LA NIÑA DE ALTAMAR de Jules Supervielle
LA NIÑA DE ALTAMAR de Jules Supervielle
LA NIÑA DE ALTAMAR de Jules Supervielle
¿Qué marinos, con la ayuda de qué arquitectos, la habrían construido ahí en medio
del Atlántico sobre la superficie del mar y por encima de un abismo de seis mil
metros?
Esa calle larga, con casas de ladrillos rojos tan decolorados que habían adquirido un
tinte gris-de-Francia, esos techos de pizarra, de tejas, esos humildes comercios
inmutables… Y ese campanario tan calado…Y ese espacio cerrado por paredes
vidriadas por encima de las cuales saltaba cada tanto un pez, ese espacio que no
contenía más que agua marina y que seguramente pretendía ser un jardín…

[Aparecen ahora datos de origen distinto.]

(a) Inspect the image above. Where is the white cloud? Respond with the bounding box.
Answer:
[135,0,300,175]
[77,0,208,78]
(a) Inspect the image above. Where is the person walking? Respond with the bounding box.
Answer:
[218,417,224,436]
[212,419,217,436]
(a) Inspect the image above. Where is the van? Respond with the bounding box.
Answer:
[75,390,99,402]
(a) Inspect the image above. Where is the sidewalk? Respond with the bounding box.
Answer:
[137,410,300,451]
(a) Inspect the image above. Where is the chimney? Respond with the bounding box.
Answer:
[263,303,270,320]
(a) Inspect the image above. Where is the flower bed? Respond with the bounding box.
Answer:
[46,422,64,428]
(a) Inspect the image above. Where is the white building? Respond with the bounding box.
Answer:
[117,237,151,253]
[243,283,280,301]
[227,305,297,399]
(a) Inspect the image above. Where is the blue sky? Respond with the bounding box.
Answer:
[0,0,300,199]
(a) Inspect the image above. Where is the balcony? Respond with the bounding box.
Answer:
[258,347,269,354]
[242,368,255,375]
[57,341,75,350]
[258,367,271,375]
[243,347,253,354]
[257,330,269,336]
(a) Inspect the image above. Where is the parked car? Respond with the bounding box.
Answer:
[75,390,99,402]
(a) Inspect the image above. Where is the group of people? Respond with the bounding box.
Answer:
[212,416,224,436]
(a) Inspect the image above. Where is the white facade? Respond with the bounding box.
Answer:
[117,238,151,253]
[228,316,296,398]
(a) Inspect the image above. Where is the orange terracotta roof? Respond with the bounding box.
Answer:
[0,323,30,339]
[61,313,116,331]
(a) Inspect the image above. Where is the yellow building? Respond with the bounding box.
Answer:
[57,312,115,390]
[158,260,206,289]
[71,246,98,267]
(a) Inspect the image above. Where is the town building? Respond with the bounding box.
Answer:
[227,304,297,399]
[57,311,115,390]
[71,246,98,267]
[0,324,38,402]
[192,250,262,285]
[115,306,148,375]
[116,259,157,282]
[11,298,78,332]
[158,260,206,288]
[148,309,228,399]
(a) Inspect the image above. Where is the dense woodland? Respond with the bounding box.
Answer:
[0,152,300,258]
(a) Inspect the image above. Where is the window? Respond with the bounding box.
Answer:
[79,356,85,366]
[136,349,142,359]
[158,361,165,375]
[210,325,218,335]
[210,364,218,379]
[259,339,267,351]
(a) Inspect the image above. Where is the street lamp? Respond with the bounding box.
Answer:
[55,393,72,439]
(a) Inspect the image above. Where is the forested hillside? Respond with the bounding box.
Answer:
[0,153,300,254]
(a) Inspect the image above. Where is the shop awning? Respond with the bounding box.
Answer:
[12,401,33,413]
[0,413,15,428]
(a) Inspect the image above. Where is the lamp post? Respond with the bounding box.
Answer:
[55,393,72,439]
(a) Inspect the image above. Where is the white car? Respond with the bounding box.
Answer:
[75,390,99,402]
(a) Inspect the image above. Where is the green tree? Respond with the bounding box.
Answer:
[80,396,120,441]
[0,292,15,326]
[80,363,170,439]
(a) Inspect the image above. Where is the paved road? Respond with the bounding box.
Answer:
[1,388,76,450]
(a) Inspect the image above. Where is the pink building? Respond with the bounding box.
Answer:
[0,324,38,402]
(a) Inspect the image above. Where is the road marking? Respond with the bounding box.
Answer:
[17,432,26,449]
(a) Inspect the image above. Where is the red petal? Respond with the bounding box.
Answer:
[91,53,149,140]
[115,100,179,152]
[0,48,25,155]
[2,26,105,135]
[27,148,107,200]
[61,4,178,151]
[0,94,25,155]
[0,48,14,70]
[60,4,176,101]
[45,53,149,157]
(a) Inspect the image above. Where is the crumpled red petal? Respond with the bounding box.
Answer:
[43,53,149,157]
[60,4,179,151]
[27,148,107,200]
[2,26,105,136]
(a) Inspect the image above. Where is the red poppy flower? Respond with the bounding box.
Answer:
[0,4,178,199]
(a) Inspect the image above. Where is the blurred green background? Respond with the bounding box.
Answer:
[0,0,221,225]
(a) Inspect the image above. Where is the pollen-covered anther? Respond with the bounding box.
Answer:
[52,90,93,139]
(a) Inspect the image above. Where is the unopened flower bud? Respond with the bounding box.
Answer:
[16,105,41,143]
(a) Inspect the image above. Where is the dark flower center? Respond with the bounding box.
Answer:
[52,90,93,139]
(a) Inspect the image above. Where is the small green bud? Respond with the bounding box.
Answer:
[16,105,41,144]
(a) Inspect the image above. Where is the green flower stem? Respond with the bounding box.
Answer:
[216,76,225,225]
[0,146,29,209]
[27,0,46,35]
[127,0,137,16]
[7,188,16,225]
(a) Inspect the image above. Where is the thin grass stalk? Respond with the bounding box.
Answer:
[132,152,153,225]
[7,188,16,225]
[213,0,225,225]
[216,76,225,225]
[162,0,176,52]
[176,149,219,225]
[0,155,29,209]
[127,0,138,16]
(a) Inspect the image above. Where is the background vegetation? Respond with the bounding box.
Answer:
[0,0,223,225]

¿Cómo se mantenía en pie todo eso sin siquiera ser sacudido por las olas?
Y cómo podía ser esta niña de doce años tan sola...caminando con zuecos y paso
seguro por la calle líquida como si caminara sobre tierra firme…
Explicaremos las cosas a medida que se presenten y las comprendamos. Y lo que deba
permanecer oscuro así quedará a nuestro pesar.
La niña se creía única en el mundo ¿Sabría al menos que ella era una niña?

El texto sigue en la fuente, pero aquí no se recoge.